I referred to this post: loading an array of structs with arrays onto cuda
In the code given in the above post, cpuPointArray (array of structs) is allocated memory on the CPU using malloc, whereas the struct members (float* c and float* d) are allocated memory using cudamalloc.
Can someone please explain why this is being done.
Also, I don't understand why in the following loop (from the above link), cpuPointArray is being used to copy the data from device to host. When I replaced cpuPointArray with gpuPointArray, I get segmentation fault.
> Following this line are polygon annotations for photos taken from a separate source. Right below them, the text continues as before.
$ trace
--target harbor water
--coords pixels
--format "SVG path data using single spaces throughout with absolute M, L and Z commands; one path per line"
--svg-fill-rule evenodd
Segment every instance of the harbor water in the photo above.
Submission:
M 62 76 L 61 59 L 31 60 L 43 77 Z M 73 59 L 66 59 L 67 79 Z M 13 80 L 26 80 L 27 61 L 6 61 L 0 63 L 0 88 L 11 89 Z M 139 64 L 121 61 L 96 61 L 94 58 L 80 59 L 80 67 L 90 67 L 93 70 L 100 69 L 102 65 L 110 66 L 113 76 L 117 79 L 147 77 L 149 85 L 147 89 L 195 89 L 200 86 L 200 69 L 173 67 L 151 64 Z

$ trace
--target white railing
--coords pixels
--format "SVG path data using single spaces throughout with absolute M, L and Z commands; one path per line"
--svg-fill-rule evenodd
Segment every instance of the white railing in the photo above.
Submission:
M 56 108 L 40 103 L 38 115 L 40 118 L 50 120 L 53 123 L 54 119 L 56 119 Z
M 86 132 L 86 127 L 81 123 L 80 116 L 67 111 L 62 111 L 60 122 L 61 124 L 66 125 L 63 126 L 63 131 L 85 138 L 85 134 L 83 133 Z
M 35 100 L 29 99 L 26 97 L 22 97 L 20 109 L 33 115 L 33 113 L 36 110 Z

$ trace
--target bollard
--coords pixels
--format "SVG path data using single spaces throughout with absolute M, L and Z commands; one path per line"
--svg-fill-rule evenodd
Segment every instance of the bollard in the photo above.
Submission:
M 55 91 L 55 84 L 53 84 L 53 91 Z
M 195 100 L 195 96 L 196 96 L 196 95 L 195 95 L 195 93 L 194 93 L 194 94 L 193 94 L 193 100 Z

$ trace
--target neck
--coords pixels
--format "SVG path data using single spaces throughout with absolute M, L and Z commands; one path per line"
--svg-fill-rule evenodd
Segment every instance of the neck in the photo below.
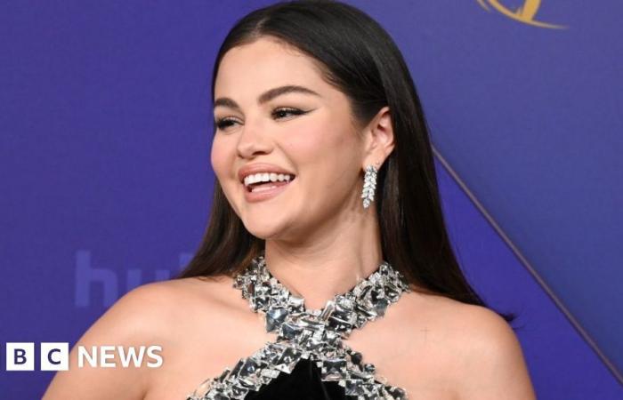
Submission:
M 369 276 L 383 261 L 376 219 L 360 220 L 308 234 L 298 243 L 267 239 L 266 268 L 293 295 L 305 300 L 307 309 L 322 308 L 334 296 Z

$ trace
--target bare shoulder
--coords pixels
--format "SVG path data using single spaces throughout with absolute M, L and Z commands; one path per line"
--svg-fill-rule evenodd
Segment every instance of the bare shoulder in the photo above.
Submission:
M 436 324 L 453 349 L 458 400 L 535 399 L 521 344 L 511 325 L 485 307 L 433 296 Z
M 127 398 L 142 399 L 150 386 L 152 371 L 143 361 L 139 364 L 122 365 L 123 356 L 114 352 L 109 364 L 78 365 L 78 349 L 115 349 L 130 351 L 158 345 L 174 347 L 180 332 L 192 323 L 193 310 L 209 310 L 226 301 L 223 293 L 229 284 L 226 278 L 201 281 L 198 278 L 174 279 L 150 283 L 136 287 L 118 299 L 80 337 L 69 353 L 69 371 L 56 373 L 50 382 L 44 400 L 67 398 Z

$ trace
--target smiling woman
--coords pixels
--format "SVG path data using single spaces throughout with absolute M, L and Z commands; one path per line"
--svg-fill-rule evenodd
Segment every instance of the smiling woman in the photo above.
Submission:
M 60 374 L 44 398 L 534 398 L 513 316 L 452 252 L 422 107 L 375 20 L 329 1 L 256 10 L 212 94 L 199 249 L 78 342 L 114 327 L 161 342 L 162 367 Z

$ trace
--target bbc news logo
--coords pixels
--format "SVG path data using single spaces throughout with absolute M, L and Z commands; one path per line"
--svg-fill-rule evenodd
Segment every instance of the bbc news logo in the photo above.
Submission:
M 78 346 L 77 367 L 158 368 L 162 365 L 162 347 L 151 346 Z M 118 363 L 115 360 L 118 357 Z M 6 343 L 6 371 L 35 371 L 35 343 Z M 39 345 L 39 371 L 68 371 L 69 343 L 43 342 Z

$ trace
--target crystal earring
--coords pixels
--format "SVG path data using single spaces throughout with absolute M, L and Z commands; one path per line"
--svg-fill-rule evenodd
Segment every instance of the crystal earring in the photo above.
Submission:
M 374 201 L 374 192 L 376 188 L 376 172 L 378 172 L 378 170 L 374 165 L 369 164 L 366 167 L 366 174 L 363 177 L 363 190 L 361 192 L 363 208 L 368 208 L 370 203 Z

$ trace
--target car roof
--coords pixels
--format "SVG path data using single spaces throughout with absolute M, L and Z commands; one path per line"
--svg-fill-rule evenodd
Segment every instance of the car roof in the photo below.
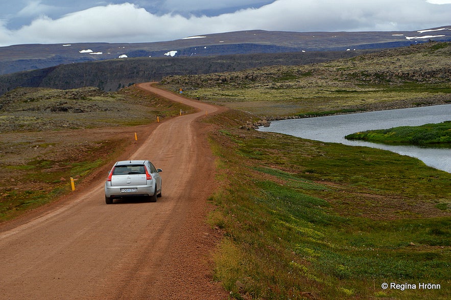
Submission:
M 129 165 L 144 165 L 146 161 L 147 160 L 120 160 L 119 161 L 116 162 L 114 164 L 114 166 L 127 166 Z

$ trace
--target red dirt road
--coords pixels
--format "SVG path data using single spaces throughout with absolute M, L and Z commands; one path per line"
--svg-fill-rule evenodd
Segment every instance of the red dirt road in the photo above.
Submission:
M 205 220 L 214 158 L 208 125 L 197 121 L 221 108 L 139 86 L 199 110 L 150 126 L 130 155 L 163 169 L 162 197 L 106 205 L 105 173 L 27 222 L 0 227 L 0 299 L 228 298 L 212 280 L 218 237 Z

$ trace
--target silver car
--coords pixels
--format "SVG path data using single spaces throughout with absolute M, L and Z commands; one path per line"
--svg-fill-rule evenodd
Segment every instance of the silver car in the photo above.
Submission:
M 149 160 L 117 161 L 105 183 L 105 201 L 113 203 L 114 198 L 147 197 L 156 202 L 161 197 L 161 169 L 155 169 Z

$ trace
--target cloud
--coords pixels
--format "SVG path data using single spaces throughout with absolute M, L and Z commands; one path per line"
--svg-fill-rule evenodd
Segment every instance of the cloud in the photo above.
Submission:
M 42 9 L 42 12 L 51 8 L 42 6 L 39 1 L 33 3 L 30 5 Z M 175 5 L 178 3 L 167 1 L 167 4 L 171 3 Z M 92 7 L 55 19 L 41 14 L 28 25 L 16 30 L 8 29 L 0 21 L 0 46 L 31 43 L 153 42 L 253 29 L 410 31 L 449 25 L 451 5 L 432 4 L 425 0 L 278 0 L 258 8 L 212 16 L 157 15 L 127 3 Z
M 18 13 L 18 16 L 38 16 L 48 14 L 58 9 L 53 6 L 42 4 L 40 0 L 30 1 L 27 5 Z

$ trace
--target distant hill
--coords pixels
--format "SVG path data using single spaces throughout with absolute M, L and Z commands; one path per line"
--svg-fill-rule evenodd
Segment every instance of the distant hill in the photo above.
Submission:
M 62 89 L 94 86 L 109 91 L 137 82 L 160 81 L 169 75 L 323 62 L 431 40 L 451 41 L 450 30 L 451 26 L 407 32 L 259 30 L 156 43 L 3 47 L 0 95 L 19 86 Z
M 398 32 L 289 32 L 250 30 L 206 34 L 173 41 L 135 43 L 79 43 L 0 47 L 0 75 L 59 64 L 149 57 L 170 58 L 256 53 L 396 48 L 451 41 L 451 26 Z
M 134 58 L 61 64 L 0 75 L 0 95 L 19 86 L 61 89 L 94 86 L 115 91 L 170 75 L 239 71 L 267 65 L 301 65 L 349 58 L 367 51 L 237 54 L 194 57 Z

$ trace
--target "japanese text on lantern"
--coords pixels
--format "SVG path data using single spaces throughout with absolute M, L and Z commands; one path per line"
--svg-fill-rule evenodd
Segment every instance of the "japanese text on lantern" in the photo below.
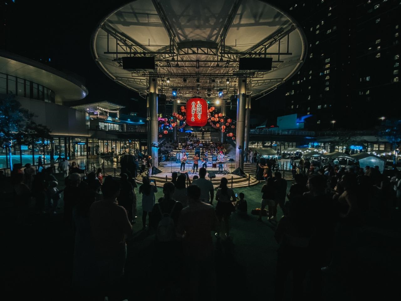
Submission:
M 191 114 L 192 114 L 192 117 L 191 117 L 191 121 L 195 121 L 195 112 L 196 111 L 196 109 L 195 108 L 195 102 L 192 102 L 192 103 L 191 104 L 192 106 L 192 108 L 191 108 Z M 198 117 L 198 119 L 200 119 L 200 117 Z

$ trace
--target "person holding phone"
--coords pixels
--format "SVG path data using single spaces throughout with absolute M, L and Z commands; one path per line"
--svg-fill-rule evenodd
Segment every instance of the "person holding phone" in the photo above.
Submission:
M 148 215 L 149 219 L 152 214 L 152 209 L 156 201 L 155 193 L 157 192 L 157 186 L 156 186 L 156 180 L 152 179 L 154 186 L 150 184 L 149 178 L 145 176 L 142 179 L 143 184 L 139 187 L 139 194 L 142 194 L 142 229 L 144 230 L 146 227 L 146 216 Z

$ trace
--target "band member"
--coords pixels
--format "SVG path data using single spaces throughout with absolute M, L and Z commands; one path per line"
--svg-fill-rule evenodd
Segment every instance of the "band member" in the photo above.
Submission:
M 182 156 L 181 158 L 181 167 L 180 167 L 180 171 L 182 171 L 182 167 L 184 167 L 184 170 L 185 170 L 185 163 L 186 163 L 186 154 L 184 153 L 182 154 Z
M 205 154 L 202 159 L 202 167 L 204 167 L 205 169 L 207 169 L 207 156 Z
M 223 155 L 223 152 L 220 152 L 220 153 L 217 155 L 217 162 L 219 163 L 219 171 L 223 171 L 224 170 L 223 168 L 223 162 L 224 161 L 224 155 Z
M 194 157 L 194 167 L 193 172 L 195 172 L 195 168 L 196 168 L 196 173 L 198 172 L 198 161 L 199 159 L 199 157 L 198 157 L 198 154 L 196 154 Z

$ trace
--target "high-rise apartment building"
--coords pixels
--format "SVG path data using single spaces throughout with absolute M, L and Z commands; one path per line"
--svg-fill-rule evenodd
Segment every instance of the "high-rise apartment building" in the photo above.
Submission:
M 277 6 L 302 27 L 308 43 L 302 67 L 285 84 L 286 114 L 310 115 L 305 128 L 314 130 L 367 129 L 382 116 L 399 116 L 399 1 Z

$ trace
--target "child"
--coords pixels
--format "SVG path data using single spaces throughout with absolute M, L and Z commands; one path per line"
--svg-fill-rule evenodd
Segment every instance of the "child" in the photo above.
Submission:
M 247 200 L 244 199 L 245 195 L 242 192 L 239 193 L 238 195 L 239 196 L 239 199 L 235 203 L 235 209 L 240 213 L 247 214 L 248 213 L 248 204 Z

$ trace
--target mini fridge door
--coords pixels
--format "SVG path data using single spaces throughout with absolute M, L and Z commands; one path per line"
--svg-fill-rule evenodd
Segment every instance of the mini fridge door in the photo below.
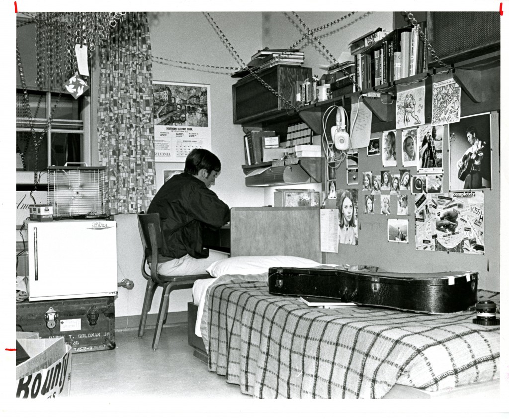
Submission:
M 30 301 L 114 296 L 117 222 L 28 221 Z

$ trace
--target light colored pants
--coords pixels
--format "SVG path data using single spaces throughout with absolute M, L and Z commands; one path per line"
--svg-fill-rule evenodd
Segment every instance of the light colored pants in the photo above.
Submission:
M 200 275 L 207 273 L 207 268 L 216 261 L 225 259 L 228 255 L 224 253 L 210 250 L 206 259 L 196 259 L 189 255 L 179 259 L 172 259 L 159 264 L 157 272 L 168 276 Z

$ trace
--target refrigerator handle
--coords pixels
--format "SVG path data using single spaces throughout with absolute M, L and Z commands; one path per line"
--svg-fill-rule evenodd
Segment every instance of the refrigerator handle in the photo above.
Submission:
M 34 228 L 34 261 L 35 263 L 35 268 L 34 272 L 35 273 L 35 281 L 39 280 L 39 272 L 37 267 L 37 228 Z

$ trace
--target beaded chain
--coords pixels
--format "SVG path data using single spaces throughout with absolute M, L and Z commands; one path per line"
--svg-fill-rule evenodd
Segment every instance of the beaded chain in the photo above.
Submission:
M 432 57 L 435 59 L 435 61 L 438 63 L 440 65 L 443 67 L 445 67 L 446 68 L 448 68 L 449 70 L 452 70 L 453 67 L 448 64 L 446 64 L 441 60 L 440 60 L 438 56 L 437 55 L 436 51 L 433 49 L 433 47 L 432 46 L 431 44 L 430 43 L 430 41 L 428 40 L 428 38 L 424 36 L 424 33 L 422 30 L 420 29 L 420 25 L 417 23 L 417 20 L 415 20 L 415 18 L 414 17 L 413 14 L 411 12 L 405 12 L 407 14 L 407 16 L 408 16 L 408 18 L 412 22 L 412 24 L 414 25 L 415 27 L 417 29 L 417 32 L 419 33 L 419 36 L 422 38 L 422 42 L 424 42 L 426 48 L 428 48 L 428 50 L 430 51 L 430 53 L 431 54 Z

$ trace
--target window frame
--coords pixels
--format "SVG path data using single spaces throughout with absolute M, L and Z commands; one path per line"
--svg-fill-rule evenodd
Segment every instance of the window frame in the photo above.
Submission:
M 17 87 L 16 89 L 19 89 L 19 88 Z M 34 125 L 39 126 L 37 127 L 34 127 L 34 129 L 36 132 L 36 135 L 39 135 L 41 132 L 42 132 L 44 130 L 43 127 L 41 127 L 41 125 L 43 126 L 45 126 L 46 122 L 47 121 L 47 119 L 49 117 L 49 114 L 51 113 L 51 108 L 54 105 L 54 102 L 53 102 L 52 104 L 51 102 L 51 95 L 52 93 L 54 94 L 54 92 L 51 91 L 46 91 L 41 90 L 33 90 L 33 89 L 30 89 L 31 91 L 39 92 L 42 94 L 45 94 L 46 95 L 46 115 L 44 118 L 37 118 L 34 119 Z M 47 139 L 46 147 L 47 148 L 47 152 L 48 155 L 48 160 L 46 162 L 46 164 L 44 166 L 42 166 L 40 164 L 40 167 L 42 167 L 39 171 L 40 172 L 41 179 L 39 181 L 39 185 L 44 185 L 47 184 L 47 173 L 45 171 L 46 167 L 51 164 L 51 134 L 52 133 L 71 133 L 74 134 L 81 134 L 82 135 L 82 142 L 81 144 L 81 155 L 82 156 L 82 162 L 86 163 L 88 165 L 91 165 L 91 160 L 92 160 L 92 144 L 91 144 L 91 125 L 92 125 L 92 112 L 91 112 L 91 96 L 90 95 L 83 95 L 80 99 L 82 99 L 83 101 L 82 103 L 82 120 L 72 120 L 72 119 L 55 119 L 51 121 L 51 123 L 50 124 L 48 128 L 47 131 Z M 76 99 L 78 100 L 78 99 Z M 58 105 L 57 105 L 58 106 Z M 25 118 L 16 118 L 16 132 L 29 132 L 31 131 L 31 129 L 29 127 L 18 127 L 17 126 L 17 123 L 19 121 L 22 121 L 25 124 L 27 123 L 27 121 L 25 121 Z M 52 128 L 53 125 L 58 125 L 59 122 L 68 122 L 71 121 L 81 121 L 82 122 L 82 128 L 81 129 L 65 129 L 63 128 Z M 27 185 L 30 184 L 33 184 L 34 183 L 34 172 L 33 171 L 20 171 L 16 169 L 16 182 L 17 184 L 22 184 L 22 185 Z

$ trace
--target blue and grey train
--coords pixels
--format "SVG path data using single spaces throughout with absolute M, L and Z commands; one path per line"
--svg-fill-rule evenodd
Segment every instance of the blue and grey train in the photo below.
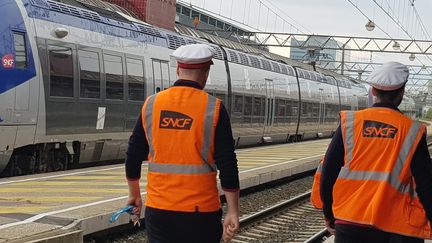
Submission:
M 0 2 L 0 172 L 23 175 L 121 160 L 144 99 L 176 79 L 170 54 L 206 42 L 84 0 Z M 236 144 L 328 136 L 363 85 L 209 43 L 207 92 Z

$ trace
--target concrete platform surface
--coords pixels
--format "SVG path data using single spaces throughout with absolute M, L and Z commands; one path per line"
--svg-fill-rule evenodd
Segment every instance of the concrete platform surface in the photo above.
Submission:
M 241 188 L 316 168 L 329 139 L 237 150 Z M 145 197 L 146 164 L 142 167 Z M 125 206 L 124 165 L 0 180 L 0 242 L 80 242 L 83 235 L 114 224 L 111 214 Z M 53 236 L 64 235 L 52 241 Z

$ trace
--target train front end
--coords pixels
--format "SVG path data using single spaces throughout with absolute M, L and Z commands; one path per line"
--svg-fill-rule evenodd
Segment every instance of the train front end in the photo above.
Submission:
M 16 148 L 34 142 L 36 131 L 39 82 L 25 1 L 0 3 L 0 174 Z

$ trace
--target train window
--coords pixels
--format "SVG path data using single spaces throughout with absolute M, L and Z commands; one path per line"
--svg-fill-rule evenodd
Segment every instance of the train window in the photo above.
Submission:
M 294 72 L 294 69 L 292 68 L 292 67 L 290 67 L 290 66 L 287 66 L 287 69 L 288 69 L 288 74 L 289 75 L 291 75 L 291 76 L 295 76 L 295 72 Z
M 252 97 L 245 96 L 244 101 L 245 101 L 244 115 L 250 116 L 252 115 Z
M 225 94 L 215 93 L 216 98 L 219 98 L 225 104 Z
M 207 24 L 208 23 L 208 16 L 201 14 L 200 15 L 200 21 Z
M 308 71 L 303 71 L 303 75 L 304 75 L 305 79 L 311 79 L 311 75 Z
M 241 64 L 248 66 L 249 65 L 249 60 L 247 59 L 247 56 L 245 54 L 243 54 L 243 53 L 238 53 L 238 54 L 240 56 Z
M 304 78 L 304 75 L 303 75 L 303 71 L 302 71 L 302 70 L 297 69 L 297 73 L 298 73 L 298 75 L 299 75 L 299 78 Z
M 170 86 L 170 75 L 168 62 L 161 61 L 161 73 L 164 90 Z
M 254 116 L 262 116 L 264 112 L 262 111 L 264 107 L 262 105 L 262 99 L 260 97 L 254 97 L 253 99 L 253 115 Z
M 123 99 L 123 66 L 122 57 L 104 55 L 106 75 L 106 98 L 112 100 Z
M 234 96 L 234 112 L 243 113 L 243 96 Z
M 216 22 L 216 27 L 218 27 L 219 29 L 223 29 L 223 26 L 224 26 L 224 22 L 219 20 Z
M 216 26 L 216 19 L 214 19 L 214 18 L 209 18 L 209 25 Z
M 271 66 L 270 66 L 270 62 L 269 61 L 261 59 L 261 63 L 263 64 L 263 68 L 265 70 L 271 71 Z
M 190 9 L 187 7 L 182 6 L 182 14 L 186 15 L 186 16 L 190 16 Z
M 50 96 L 74 97 L 72 49 L 48 46 L 50 64 Z
M 27 68 L 27 51 L 25 45 L 25 34 L 14 32 L 15 45 L 15 67 Z
M 284 65 L 282 65 L 282 64 L 280 66 L 281 66 L 282 73 L 283 74 L 288 74 L 288 71 L 287 71 L 286 67 Z
M 280 73 L 280 67 L 279 64 L 272 62 L 272 66 L 273 66 L 273 71 Z
M 99 53 L 78 51 L 80 66 L 80 97 L 100 98 Z
M 277 116 L 285 116 L 285 100 L 277 99 L 276 100 L 276 115 Z
M 126 58 L 129 100 L 143 101 L 145 98 L 143 61 Z
M 199 18 L 199 13 L 195 10 L 192 10 L 192 18 L 195 19 L 195 17 Z
M 309 73 L 310 75 L 311 75 L 311 79 L 313 80 L 313 81 L 319 81 L 318 79 L 317 79 L 317 76 L 315 75 L 315 73 Z

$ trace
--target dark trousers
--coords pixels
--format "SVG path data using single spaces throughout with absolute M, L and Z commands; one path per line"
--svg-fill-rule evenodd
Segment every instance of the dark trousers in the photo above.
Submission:
M 423 243 L 423 239 L 349 224 L 336 224 L 335 243 Z
M 219 243 L 222 209 L 216 212 L 175 212 L 147 207 L 145 227 L 150 243 Z

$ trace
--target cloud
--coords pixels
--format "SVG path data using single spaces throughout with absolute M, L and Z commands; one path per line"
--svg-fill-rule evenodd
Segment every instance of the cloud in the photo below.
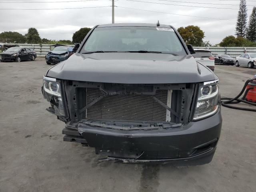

Using cuda-gdb, I found the gpuPointArray.c is NULL. Can someone please explain why should it be NULL:
for (int k=0; k<16; k++){
printf("creating memory on cpu for array c\n");
outPointArray[k].c = (float*)malloc(16*sizeof(float));
printf("creating memory on cpu for array d\n");
outPointArray[k].d = (float*)malloc(16*sizeof(float));
printf("copying memory values onto cpu array c\n");
err = cudaMemcpy(outPointArray[k].c, cpuPointArray[k].c, 16*sizeof(float), cudaMemcpyDeviceToHost);
checkerror(err, "copy array c from gpu to cpu");
printf("copying memory values onto cpu array c\n");
err = cudaMemcpy(outPointArray[k].d, cpuPointArray[k].d, 16*sizeof(float), cudaMemcpyDeviceToHost);
checkerror(err, "copy array d from gpu to cpu");
printf("bottom of loop %d\n", k);
}